On Friday the work is 55.36(Take Five) and on Saturday 45.51(Take Five).
The audio for both days is derived from recordings of “Take Five” the jazz piece composed by Paul Desmond and performed by the Dave Brubeck Quartet for its 1959 album Time Out. The Friday night audio is derived from the single version released in 1961, which was 2:55 minutes in length. Saturday’s audio is derived from the 5:28 minute long album version. In both cases the audio has been subject to extreme time-stretching to extend it to the same duration as each days opening, two hours on Friday and five hours on Saturday. Whilst the pitch of the original instruments is maintained the process obviously has a profound effect on the character and form of the music.
When I started thinking about producing a work for the Open Studios I quickly decided on doing something that would exist outside of my personal studio space. I though about what spaces interested me – and I settled on the lift as an intriguing transitional space. I started considering the sonic experiences associated with that context and thought of “elevator music”. To quote Wikipedia “Elevator music (also known as Muzak, piped music, or lift music) refers to a type of popular music, usually instrumental, that is commonly played through speakers in elevators, shopping malls, grocery stores, department stores,…”.

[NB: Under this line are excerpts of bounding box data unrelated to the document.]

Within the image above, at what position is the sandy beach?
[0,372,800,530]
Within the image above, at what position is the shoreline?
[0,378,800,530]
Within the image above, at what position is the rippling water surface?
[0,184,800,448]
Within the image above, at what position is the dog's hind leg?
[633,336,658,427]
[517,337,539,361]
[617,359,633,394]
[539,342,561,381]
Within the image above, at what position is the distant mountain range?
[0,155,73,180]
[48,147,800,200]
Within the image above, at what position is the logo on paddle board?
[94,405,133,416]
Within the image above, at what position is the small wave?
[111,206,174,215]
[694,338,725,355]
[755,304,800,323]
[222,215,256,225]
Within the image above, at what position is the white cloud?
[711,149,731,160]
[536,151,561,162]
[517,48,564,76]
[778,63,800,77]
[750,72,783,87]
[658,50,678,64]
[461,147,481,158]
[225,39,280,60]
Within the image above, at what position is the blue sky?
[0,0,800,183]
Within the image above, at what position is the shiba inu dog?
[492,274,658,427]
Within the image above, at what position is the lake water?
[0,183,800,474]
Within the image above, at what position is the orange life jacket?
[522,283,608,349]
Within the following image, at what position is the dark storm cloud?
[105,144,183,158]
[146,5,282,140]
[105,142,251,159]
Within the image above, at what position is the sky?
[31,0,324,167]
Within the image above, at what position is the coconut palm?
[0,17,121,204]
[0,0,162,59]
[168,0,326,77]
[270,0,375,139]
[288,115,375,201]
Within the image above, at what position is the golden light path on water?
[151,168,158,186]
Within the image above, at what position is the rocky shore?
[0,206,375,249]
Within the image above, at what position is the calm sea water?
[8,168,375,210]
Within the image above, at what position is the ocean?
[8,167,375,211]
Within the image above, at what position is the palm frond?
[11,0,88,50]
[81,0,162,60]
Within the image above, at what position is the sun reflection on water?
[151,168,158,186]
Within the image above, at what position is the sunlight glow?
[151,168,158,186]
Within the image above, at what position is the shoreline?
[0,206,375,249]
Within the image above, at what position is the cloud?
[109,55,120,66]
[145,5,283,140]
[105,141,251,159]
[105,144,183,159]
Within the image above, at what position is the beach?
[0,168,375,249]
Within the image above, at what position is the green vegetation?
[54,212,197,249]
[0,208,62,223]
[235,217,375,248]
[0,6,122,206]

A quick internet search for popular elevator music threw up the suggestion of Take Five. Now Elevator music is often associated with the genre “Smooth Jazz” and to suggest that Take Five belonged in that genre would undoubtedly be seen as an insult by aficionados. “Cool Jazz” is the generally accepted term for the style category it falls in to. However as the most successful jazz single of all time it became ubiquitous, and as such it became a popular choice for ‘piped’ (or elevator) music.
So I settled on Take Five to work with. It helped that I like the piece anyway and that five is the number of the floor my studio is on… It also fulfilled a couple of requirements I was particularly looking for. It is a live (analogue) studio recording of a performance and features acoustic instruments. In other words real people and ‘real’ instruments. This is then subjected to the kind of mathematically based (digital) processing only possible with modern computer technology to produce a sonic hybrid.